Sinkholes creating headaches for midtown neighbors, residents blame city sewage pipes
9:15 PM, Feb 1, 2016
11:00 PM, Feb 1, 2016
TULSA - Massive sinkholes are damaging a historic midtown Tulsa neighborhood and city crews are working to fix the problem.
"It's just frustrating mostly," explains a resident.
These sinkholes have been showing up in backyards and affecting foundations. Residents are concerned for the safety of their homes but especially their children.
Plumbers covered part of a hole with plywood to keep the children away, creating a construction site in Catherine Aufdenkamp's Maple Ridge backyard.
"The foundation on the whole back corner has fallen into the hole," says Aufdenkamp. "It's pretty disturbing when you find a 9-foot hole in the backyard where your children and pets play, and it's pretty scary."
Aufdenkamp says a city sewage pipe is to blame. Just two doors down, Ryan Sacra has been dealing with similar issues for four years now.
"It's leaning and back, toward the excavation that was done by the city," says Sacra. "The city said it wasn't their fault, they're not responsible for the contractors."
Sacra's garage is tilting that same sewage pipe. He is now responsible for building an emergency wall to keep it standing. He blames the contractor's sloppy work. He has sued for damages, but now a new sinkhole has formed near his garage.
"Somebody needs to step up here and take care of this," says Sacra.

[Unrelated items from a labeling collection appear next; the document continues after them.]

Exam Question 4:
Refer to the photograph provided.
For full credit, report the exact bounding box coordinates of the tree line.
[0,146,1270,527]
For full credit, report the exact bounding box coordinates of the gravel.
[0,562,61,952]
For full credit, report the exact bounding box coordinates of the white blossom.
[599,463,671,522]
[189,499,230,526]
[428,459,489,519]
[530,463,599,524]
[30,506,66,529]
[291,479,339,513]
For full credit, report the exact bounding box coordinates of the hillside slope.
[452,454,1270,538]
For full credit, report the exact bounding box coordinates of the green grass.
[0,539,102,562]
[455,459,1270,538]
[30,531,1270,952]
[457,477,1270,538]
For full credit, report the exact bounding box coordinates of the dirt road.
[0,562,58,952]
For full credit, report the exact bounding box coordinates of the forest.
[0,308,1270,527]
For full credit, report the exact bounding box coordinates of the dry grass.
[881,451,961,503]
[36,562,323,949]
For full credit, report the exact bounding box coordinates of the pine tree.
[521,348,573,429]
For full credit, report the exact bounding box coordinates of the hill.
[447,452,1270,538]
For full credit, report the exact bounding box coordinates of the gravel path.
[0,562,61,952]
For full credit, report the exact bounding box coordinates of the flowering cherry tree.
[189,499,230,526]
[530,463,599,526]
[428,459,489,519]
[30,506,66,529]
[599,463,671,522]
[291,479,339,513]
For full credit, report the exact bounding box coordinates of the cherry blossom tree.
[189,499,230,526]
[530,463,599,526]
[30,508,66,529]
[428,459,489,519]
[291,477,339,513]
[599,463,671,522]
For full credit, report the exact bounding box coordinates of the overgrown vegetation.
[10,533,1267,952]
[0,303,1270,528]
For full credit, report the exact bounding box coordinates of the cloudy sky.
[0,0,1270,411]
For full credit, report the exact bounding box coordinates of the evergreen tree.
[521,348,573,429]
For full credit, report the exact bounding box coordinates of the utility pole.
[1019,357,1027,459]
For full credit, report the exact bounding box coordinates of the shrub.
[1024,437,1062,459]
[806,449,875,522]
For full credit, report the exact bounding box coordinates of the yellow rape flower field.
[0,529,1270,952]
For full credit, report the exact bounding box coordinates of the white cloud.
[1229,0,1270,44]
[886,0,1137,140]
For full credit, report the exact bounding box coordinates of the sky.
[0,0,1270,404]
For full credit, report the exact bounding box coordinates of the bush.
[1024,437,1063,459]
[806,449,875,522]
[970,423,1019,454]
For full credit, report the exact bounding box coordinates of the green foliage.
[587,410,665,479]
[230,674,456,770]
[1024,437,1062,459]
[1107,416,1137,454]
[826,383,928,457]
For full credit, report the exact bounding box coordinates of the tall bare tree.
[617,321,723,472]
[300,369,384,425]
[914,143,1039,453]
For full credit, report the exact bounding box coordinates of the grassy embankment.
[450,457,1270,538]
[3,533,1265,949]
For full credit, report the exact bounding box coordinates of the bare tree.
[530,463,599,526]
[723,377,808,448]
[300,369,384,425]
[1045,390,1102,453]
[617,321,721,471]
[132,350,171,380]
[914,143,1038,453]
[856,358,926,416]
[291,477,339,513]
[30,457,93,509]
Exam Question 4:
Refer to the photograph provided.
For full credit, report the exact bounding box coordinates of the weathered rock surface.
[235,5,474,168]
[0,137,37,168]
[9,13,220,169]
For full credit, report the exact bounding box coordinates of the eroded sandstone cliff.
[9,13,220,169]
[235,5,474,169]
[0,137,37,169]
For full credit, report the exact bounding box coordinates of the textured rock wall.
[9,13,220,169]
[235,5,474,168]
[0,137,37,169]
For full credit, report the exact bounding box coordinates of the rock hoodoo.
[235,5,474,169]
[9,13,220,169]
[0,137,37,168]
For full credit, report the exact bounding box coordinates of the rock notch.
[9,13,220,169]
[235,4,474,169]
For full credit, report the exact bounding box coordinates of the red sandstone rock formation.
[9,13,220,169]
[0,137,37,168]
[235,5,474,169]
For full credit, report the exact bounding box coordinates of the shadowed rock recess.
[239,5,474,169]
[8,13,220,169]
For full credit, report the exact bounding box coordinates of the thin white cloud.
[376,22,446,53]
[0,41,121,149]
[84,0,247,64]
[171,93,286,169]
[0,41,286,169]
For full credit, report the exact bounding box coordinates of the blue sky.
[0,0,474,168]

The main sewage line, running from house to house, is run by the city. 2 Works For You Problem Solvers reached out to get something done.
Paul Zachary, the city's engineer, says homeowners should not have to put up with this.
"I can tell you what's going to happen going forward. Those main lines, the city's responsibility, will get fixed."
But some residents believe the damage has already been done.
"It will be well over 10 thousand dollars before we're done," says Aufdenkamp.
The city will address this massive issue starting Tuesday. Crews are set to arrive in the area first thing in the morning.